Kalimat majemuk setara yaitu hubungan antara kedua buah kalimat sederajat atau setara. Hubungan setara dapat diperinci sebagai berikut:

 

a). Setara menggabungkan.

Penggabungan terjadi dengan merangkaikan dua kalimat tunggal dengan diantarai kesenyapan, dengan kata-kata tugas seperti: dan, lagi, sesudah itu, karena itu.

Contoh: Saya menangkap ayam, dan ibu memotongnya.

b). Setara memilih

Kata-kata tugas yang dipakai adalah atau.

Contoh: Kamu mau ikut ke rumah nenek atau kamu tinggal di rumah sendirian?

c). Setara mempertentangkan

Kata-kata tugas yang dipakai antara lain: tetapi, melainkan, hanya.

Contoh: Adiknya naik kelas, tetapi ia sendiri tinggal kelas

 

  1. Kalimat Majemuk Bertingkat

Kalimat yang hubungan pola-polanya tidak sederajat. Bagian yang lebih tinggi kedudukannya disebut induk kalimat sedangkan yang lebih rendah kedudukannya disebut anak kalimat.

Sesuai dengan fungsinya, anak kalimat dapat dibagi sebagai berikut:

 

a). Anak kalimat yang menduduki fungsi gatra-gatra inti.

Contoh:

– Yang harus menyelesaikan pekerjaan itu, telah pergi meninggalkan kami tanpa pamit

 

b).
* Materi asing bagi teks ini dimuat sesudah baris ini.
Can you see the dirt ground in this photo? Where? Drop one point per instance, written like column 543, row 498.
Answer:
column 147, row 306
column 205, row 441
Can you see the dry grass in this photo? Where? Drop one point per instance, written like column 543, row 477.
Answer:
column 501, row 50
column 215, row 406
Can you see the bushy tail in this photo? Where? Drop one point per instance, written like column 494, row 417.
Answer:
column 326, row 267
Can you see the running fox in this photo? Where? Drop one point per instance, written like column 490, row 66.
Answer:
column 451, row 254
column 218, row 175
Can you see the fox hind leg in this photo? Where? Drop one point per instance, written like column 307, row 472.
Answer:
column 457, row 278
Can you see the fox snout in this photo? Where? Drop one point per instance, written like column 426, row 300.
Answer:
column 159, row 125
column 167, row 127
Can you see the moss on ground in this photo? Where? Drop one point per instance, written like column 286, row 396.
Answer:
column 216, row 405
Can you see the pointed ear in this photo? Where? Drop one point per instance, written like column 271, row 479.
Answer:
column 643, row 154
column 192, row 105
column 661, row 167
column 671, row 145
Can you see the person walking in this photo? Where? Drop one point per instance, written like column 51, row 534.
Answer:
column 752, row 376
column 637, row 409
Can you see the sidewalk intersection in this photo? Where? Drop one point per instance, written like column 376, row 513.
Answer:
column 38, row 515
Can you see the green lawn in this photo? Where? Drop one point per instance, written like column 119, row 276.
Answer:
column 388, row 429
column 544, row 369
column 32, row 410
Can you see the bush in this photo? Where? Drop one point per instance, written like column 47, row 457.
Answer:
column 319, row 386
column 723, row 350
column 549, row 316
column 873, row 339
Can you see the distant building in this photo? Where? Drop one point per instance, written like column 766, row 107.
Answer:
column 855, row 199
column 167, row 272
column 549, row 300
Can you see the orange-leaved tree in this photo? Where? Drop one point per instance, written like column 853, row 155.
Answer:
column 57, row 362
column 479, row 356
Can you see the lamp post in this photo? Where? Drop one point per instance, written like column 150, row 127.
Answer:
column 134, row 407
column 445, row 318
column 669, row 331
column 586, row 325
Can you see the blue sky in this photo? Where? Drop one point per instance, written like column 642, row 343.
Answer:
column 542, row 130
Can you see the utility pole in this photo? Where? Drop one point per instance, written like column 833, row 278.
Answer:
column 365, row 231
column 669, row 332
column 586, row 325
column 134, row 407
Anak kalimat yang menduduki salah satu bahan tambahan

  1. Yang rapat

Contoh: Ia tidak mengetahui bahwa kami telah pergi meninggalkan tempat itu.

  1. Yang renggang

Contoh: Ia telah memukul anak, yang mencuri buah-buahan di halaman belakang rumahnya.

 

  1. Kalimat Majemuk Campuran

Kalimat majemuk campuran yaitu kalimat yang terdiri dari sebuah pola atasan sekurang-kurangnya dua pola bawahan atau sekurang-kurangnya dua pola atasan dan satu atau lebih pola bawahan.

  1. Satu pola atasan dan dua pola bawahan

Contoh:

Kami telah menyelenggarakan sebuah malam kesenian yang dimeriahkan oleh para artis ibu kota, serta dihadiri pula oleh para pembesar kota itu

  1. Dua pola atasan dan satu atau lebih pola bawahan

Contoh:

Bapak menyesalkan perbuatan itu, dan meminta agar kami berjanji tidak akan mengulangi kesalahan-kesalahan yang sama, yang dapat merugikan nama baik keluarga dan kedudukannya.

  1. Hubungan antara Induk Kalimat dan Anak Kalimat

 

Hubungan induk kalimat dan anak kalimat adalah bagaimana kedudukan anak kalimat itu terhadap gatra-gatra dalam induk kalimat.

Anak kalimat dapat dibedakan berdasarkan kedudukanya atau hubungannya dengan induk kalimat.

 

  1. Anak kalimat gatra pangkal

Seluruh anak kalimat yang menduduk fungsi gatra pangkal.

Contoh: Yang menyampaikan berita itu, telah pergi sejam yang lalu.

 

  1. Anak kalimat keterangan gatra pangkal

Contoh:

Kemarin pelajar-pelajar yang telah menempuh ujian akhirnya, berkumpul di sekolah untuk mendengarkan hasi ujiannya.

 

  1. Anak kalimat gatra pelengkap penderita

Contoh: Sering sudah kukatakan, bahwa revousi jangan diukur dengan hari dan dengan tahun.

 

  1. Anak kalimat keterangan waktu: menduduki jabatan atau fungsi keterangan sebab dari induk kalimat.

Contoh: Ketika mereka tiba disini, kami tidak ada.

 

  1. Anak kalimat keterangan gatra pelengkap

Contoh: Saya membawa buku, yang kujanjikan kemarin.

 

  1. Anak kalimat keterangan sebab: menduduki fungsi keterangan sebab dari induk kalimat

Contoh:

Pekerja-pekerja itu enggan mengerjakan pekerjaan itu, karena upah untuk itu terlalu rendah.

 

  1. Anak kalimat keterangan perlawanan: menduduki jabatan keterangan perlawanan dari induk kalimat.

Contoh:

Meskipun kami telah mencoba mensintesakan, kedua dokumen yang penting itu, kami tidak dipimpin oleh keduanya itu saja.